Mariagrazia, hai semplicemente preso atto che un conto è la vita reale, un conto è la vita narrata, in particolare se ha il marchio hollywoodiano. Dovrai piangere se ti accorgerai che Totò non ti fa più ridere.
R
si, hai ragione, se Totò non mi facesse più ridere piangerei, ma non credo che possa succedere.
Dal titolo ho pensato subito ad uno spin-off del commento del sig. Cosimo e la sue assolute certezze nell’articolo precedente. E’ comunque in buona compagnia.
In questo film è nascosto il tema del riscatto sociale, forse più morale che sociale visto che una escort, che sceglie di fare la escort, può essere anche benestante e non ha bisogno del riccone maschio col mantello azzurro che la salvi.
Peccato che il lungometraggio sia un’americanata che smuove pochi neuroni. I protagonisti, soprattutto lei, hanno dimostrato di poter fare di meglio.

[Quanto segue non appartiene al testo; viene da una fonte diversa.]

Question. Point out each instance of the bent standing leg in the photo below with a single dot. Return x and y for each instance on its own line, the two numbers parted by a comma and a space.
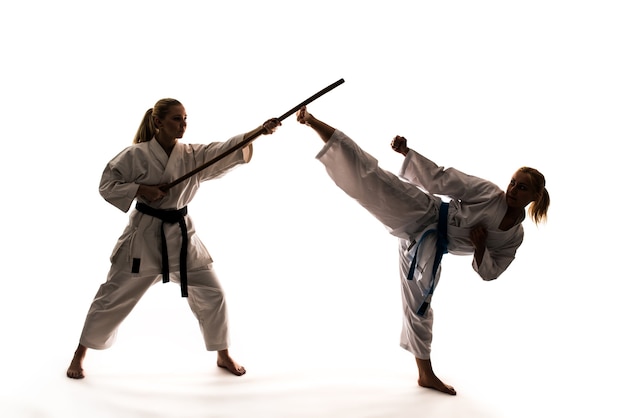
417, 330
208, 304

https://www.youtube.com/watch?v=eF98dgpSCdM&t=2s
“Ho dei nipoti”, dice l’ambasciatore palestinese all’Onu e poi scoppia a piangere…le sue lacrime valgono più di mille discorsi. Israele o meglio il governo guidato da Netanyahu, sta commettendo dei crimini odiosi e questo non potrà che ritorcersi contro Israele stessa, Il peggior leader della storia di Israele in concomitanza col peggior presidente degli Usa e una Unione Europea impegnata a contrastare le minacce russe….una miscela esplosiva che lascia poco spazio alla speranza. Non si vede alcuna via d’uscita da questa follia.

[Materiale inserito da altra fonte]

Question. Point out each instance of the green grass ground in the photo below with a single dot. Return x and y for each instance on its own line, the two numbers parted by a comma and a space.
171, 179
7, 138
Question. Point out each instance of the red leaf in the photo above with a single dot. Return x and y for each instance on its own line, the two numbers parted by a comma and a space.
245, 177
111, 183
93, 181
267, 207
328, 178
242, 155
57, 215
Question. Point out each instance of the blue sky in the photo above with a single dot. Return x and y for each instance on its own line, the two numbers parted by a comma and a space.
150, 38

“Lei ci deve vedere altro perché, in genere le storie romantiche sono considerate “cose da donne”. Soprattutto dal maschilismo.”
Io ci ho visto anche altro, e per questo il film mi è piaciuto abbastanza.
Se ci avessi visto solo la storia di Cenerentola, mi sarei messo a piangere anch’io.
R
non le avrebbe fatto male.
Dice che voleva essere sexy…a me sembra solo ridicolo.
https://www.theguardian.com/fashion/2025/may/31/thigh-guy-summer-mens-short-shorts-in-high-demand-and-steering-swimwear
la moda degli shorts per uomini (in pubblico intendo) la trovo inquietante. Lo vedete Trump con dei calzoncini come quelli durante una delle sue conferenze stampa?